IPCC (2007b:17) concluded that a slowing of the Meridional Overturning Circulation would very likely occur this century.[96] Due to global warming, temperatures across the Atlantic and Europe were still projected to increase.

Oxygen depletion

The amount of oxygen dissolved in the oceans may decline, with adverse consequences for ocean life.[97][98]

Sulfur aerosols

Sulfur aerosols, especially stratospheric sulfur aerosols have a significant effect on climate. One source of such aerosols is the sulfur cycle, where plankton release gases such as DMS which eventually becomes oxidised to sulfur dioxide in the atmosphere. Disruption to the oceans as a result of ocean acidification or disruptions to the thermohaline circulation may result in disruption of the sulfur cycle, thus reducing its cooling effect on the planet through the creation of stratospheric sulfur aerosols.

Geology

Volcanoes

The retreat of glaciers and ice caps can cause increased volcanism. Reduction in ice cover reduces the confining pressure exerted on the volcano, increasing deviatoric stresses and potentially causing the volcano to erupt. This reduction of pressure can also cause decompression melting of material in the mantle, resulting in the generation of more magma.[99] Researchers in Iceland have shown that the rate of volcanic rock production there following deglaciation (10,000 to 4500 years before present) was 20–30 times greater than that observed after 2900 years before present.[100] While the original study addresses the first reason for increased volcanism (reduced confining pressure), scientists have more recently shown that these lavas have unusually high trace element concentrations, indicative of increased melting in the mantle.[101] This work in Iceland has been corroborated by a study in California, in which scientists found a strong correlation between volcanism and periods of global deglaciation.[102] The effects of current sea level rise could include increased crustal stress at the base of coastal volcanoes from a rise in the volcano's water table (and the associated saltwater intrusion), while the mass from extra water could activate dormant seismic faults around volcanoes. In addition, the wide-scale displacement of water from melting in places such as West Antarctica is likely to slightly alter the Earth's rotational period and may shift its axial tilt on the scale of hundreds of metres, inducing further crustal stress changes.[103][104]

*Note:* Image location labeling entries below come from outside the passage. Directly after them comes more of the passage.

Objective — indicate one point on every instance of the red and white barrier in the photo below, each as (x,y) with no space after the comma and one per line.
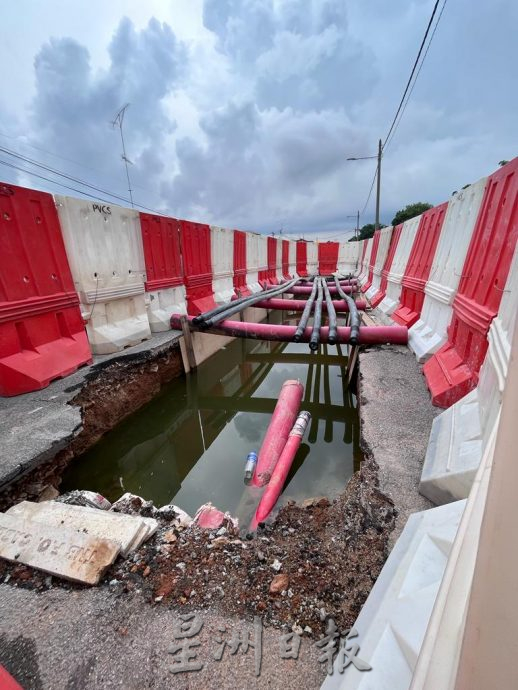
(397,271)
(104,248)
(429,333)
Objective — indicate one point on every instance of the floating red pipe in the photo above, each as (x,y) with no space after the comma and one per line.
(280,473)
(299,304)
(281,424)
(369,335)
(306,290)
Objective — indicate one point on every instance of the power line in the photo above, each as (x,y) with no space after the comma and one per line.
(418,73)
(76,180)
(413,71)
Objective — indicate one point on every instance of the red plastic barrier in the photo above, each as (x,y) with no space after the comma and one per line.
(240,285)
(272,260)
(453,371)
(197,266)
(286,259)
(419,266)
(42,334)
(302,258)
(161,240)
(374,254)
(394,239)
(327,257)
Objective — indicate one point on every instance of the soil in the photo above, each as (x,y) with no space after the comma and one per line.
(111,393)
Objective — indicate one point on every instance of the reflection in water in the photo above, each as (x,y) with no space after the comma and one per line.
(189,445)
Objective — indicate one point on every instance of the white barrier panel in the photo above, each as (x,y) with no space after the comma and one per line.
(365,263)
(383,246)
(292,268)
(312,258)
(397,270)
(428,334)
(104,247)
(252,261)
(222,250)
(348,257)
(460,434)
(393,621)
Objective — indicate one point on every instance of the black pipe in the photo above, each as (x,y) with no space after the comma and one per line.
(219,314)
(314,341)
(354,316)
(331,314)
(305,314)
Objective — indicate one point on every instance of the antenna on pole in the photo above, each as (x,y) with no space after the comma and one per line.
(117,122)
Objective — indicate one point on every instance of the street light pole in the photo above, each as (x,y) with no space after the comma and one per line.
(378,186)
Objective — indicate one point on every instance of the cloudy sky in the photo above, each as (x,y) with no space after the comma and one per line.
(243,112)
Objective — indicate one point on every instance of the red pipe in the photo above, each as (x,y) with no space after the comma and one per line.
(369,335)
(281,424)
(299,304)
(280,473)
(306,290)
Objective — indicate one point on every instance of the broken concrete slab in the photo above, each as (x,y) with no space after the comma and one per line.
(127,530)
(59,551)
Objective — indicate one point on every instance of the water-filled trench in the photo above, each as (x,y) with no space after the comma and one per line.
(189,444)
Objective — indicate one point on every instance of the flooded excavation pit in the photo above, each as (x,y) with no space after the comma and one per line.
(188,445)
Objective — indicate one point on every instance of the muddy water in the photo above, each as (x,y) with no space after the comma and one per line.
(189,445)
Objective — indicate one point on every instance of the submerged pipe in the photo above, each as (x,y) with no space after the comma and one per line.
(281,424)
(281,471)
(306,313)
(221,313)
(355,318)
(341,306)
(331,312)
(314,340)
(369,335)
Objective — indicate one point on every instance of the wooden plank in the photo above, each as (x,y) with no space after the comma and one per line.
(56,550)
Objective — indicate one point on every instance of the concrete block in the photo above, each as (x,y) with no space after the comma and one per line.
(59,550)
(393,621)
(127,530)
(453,453)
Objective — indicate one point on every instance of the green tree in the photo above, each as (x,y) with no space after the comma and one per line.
(410,211)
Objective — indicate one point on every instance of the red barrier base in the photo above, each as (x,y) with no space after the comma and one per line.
(405,316)
(378,297)
(43,348)
(448,377)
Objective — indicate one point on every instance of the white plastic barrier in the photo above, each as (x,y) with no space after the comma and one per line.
(393,621)
(104,248)
(383,246)
(253,249)
(428,334)
(460,434)
(222,250)
(397,270)
(365,263)
(348,257)
(292,266)
(312,258)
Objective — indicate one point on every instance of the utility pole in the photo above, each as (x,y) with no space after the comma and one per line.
(117,122)
(378,186)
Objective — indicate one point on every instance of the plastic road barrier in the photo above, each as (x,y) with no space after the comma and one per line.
(197,266)
(453,370)
(428,334)
(419,266)
(104,248)
(163,260)
(222,250)
(399,263)
(42,335)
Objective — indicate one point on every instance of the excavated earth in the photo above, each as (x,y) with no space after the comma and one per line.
(315,561)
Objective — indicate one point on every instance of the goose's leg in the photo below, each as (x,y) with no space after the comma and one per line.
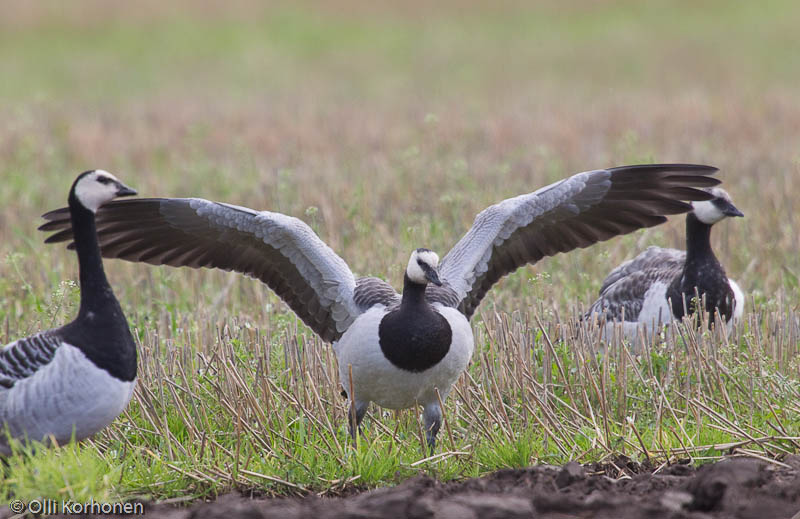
(432,416)
(354,416)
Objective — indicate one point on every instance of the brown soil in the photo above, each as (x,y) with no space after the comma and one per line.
(733,488)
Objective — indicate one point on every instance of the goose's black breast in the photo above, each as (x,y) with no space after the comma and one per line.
(414,341)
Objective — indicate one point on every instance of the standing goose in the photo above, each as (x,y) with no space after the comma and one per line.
(78,378)
(660,285)
(399,349)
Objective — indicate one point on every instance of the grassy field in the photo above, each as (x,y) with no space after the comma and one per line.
(387,128)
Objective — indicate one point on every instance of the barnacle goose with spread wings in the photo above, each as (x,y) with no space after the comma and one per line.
(660,285)
(78,378)
(398,349)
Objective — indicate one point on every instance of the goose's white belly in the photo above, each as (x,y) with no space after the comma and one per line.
(656,313)
(68,394)
(375,379)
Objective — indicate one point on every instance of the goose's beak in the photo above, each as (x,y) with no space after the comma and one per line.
(123,190)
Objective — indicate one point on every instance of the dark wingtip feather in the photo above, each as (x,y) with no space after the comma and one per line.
(56,214)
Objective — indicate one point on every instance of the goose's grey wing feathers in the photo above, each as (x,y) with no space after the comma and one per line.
(371,291)
(626,296)
(22,358)
(666,260)
(576,212)
(282,251)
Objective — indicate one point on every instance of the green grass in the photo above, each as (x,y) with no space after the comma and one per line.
(386,129)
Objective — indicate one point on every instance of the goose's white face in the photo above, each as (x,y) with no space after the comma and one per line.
(98,187)
(422,267)
(711,211)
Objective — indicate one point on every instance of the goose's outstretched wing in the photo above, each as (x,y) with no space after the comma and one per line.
(24,357)
(575,212)
(280,250)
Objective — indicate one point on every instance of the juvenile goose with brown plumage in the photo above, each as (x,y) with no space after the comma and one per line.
(399,349)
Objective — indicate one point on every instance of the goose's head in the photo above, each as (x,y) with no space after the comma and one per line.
(94,188)
(711,211)
(423,267)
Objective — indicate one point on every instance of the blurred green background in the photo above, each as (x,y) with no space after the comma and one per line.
(389,125)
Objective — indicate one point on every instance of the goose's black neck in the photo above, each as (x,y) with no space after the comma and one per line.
(96,293)
(702,275)
(698,241)
(100,331)
(414,337)
(414,296)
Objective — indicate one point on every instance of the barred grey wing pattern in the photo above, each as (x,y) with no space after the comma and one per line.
(576,212)
(22,358)
(652,257)
(372,291)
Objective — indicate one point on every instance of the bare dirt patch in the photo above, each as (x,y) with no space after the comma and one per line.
(733,488)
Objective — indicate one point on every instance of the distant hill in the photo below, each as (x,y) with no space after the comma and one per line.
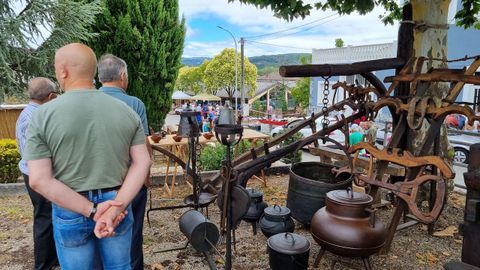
(263,62)
(193,61)
(277,60)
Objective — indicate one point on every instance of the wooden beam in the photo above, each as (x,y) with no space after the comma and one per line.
(340,69)
(327,153)
(435,77)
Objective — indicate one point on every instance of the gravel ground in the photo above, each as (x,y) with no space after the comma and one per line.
(412,248)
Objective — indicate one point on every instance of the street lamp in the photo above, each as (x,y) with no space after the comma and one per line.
(235,88)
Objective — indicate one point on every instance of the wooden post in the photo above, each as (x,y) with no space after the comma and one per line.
(268,102)
(404,51)
(471,225)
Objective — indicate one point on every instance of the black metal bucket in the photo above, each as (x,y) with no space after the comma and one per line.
(288,251)
(308,185)
(202,234)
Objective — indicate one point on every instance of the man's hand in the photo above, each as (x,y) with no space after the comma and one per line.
(106,223)
(104,206)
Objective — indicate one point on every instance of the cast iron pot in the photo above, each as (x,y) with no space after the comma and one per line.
(276,219)
(257,205)
(346,226)
(202,234)
(288,251)
(307,187)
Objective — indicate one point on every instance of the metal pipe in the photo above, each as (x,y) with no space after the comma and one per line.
(236,70)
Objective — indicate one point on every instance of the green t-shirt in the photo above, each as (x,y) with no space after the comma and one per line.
(88,135)
(355,138)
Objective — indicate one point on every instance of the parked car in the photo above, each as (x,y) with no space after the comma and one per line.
(307,131)
(461,144)
(458,140)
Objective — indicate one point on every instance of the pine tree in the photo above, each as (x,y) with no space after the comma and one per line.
(30,36)
(149,36)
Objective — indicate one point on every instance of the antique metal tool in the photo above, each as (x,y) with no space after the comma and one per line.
(228,135)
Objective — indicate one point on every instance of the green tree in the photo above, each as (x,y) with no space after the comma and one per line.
(290,9)
(30,36)
(189,80)
(339,43)
(301,91)
(149,36)
(220,73)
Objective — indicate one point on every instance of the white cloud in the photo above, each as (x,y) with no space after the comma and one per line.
(354,29)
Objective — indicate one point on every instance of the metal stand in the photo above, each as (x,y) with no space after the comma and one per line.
(189,128)
(226,134)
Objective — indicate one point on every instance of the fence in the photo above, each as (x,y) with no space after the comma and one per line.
(8,119)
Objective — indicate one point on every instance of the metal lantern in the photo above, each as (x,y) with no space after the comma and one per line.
(188,126)
(227,116)
(227,135)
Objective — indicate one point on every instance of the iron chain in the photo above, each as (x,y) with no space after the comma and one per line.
(326,94)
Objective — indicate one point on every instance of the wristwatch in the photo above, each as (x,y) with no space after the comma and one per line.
(93,211)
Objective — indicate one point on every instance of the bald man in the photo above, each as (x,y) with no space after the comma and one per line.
(40,90)
(78,152)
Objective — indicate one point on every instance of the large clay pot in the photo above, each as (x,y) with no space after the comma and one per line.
(346,226)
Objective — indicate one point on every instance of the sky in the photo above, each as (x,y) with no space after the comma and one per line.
(204,38)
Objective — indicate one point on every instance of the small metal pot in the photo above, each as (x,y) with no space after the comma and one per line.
(202,234)
(257,205)
(255,211)
(276,219)
(288,251)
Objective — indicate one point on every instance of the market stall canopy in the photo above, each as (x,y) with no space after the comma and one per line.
(205,96)
(180,95)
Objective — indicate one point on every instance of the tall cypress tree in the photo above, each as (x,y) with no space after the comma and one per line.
(149,36)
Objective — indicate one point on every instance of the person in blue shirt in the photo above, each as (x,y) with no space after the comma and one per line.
(113,74)
(40,91)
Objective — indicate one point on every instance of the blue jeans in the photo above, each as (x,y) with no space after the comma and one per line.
(76,243)
(138,210)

Current melting of ice is predicted to increase the size and frequency of volcanic eruptions.[105] In particular, lateral collapse events at stratovolcanoes are likely to increase,[105][106] and there are potential positive feedbacks between the removal of ice and magmatism.[105]

Earthquakes

A numerical modeling study has demonstrated that seismicity increases during unloading, such as that due to the removal of ice.[107]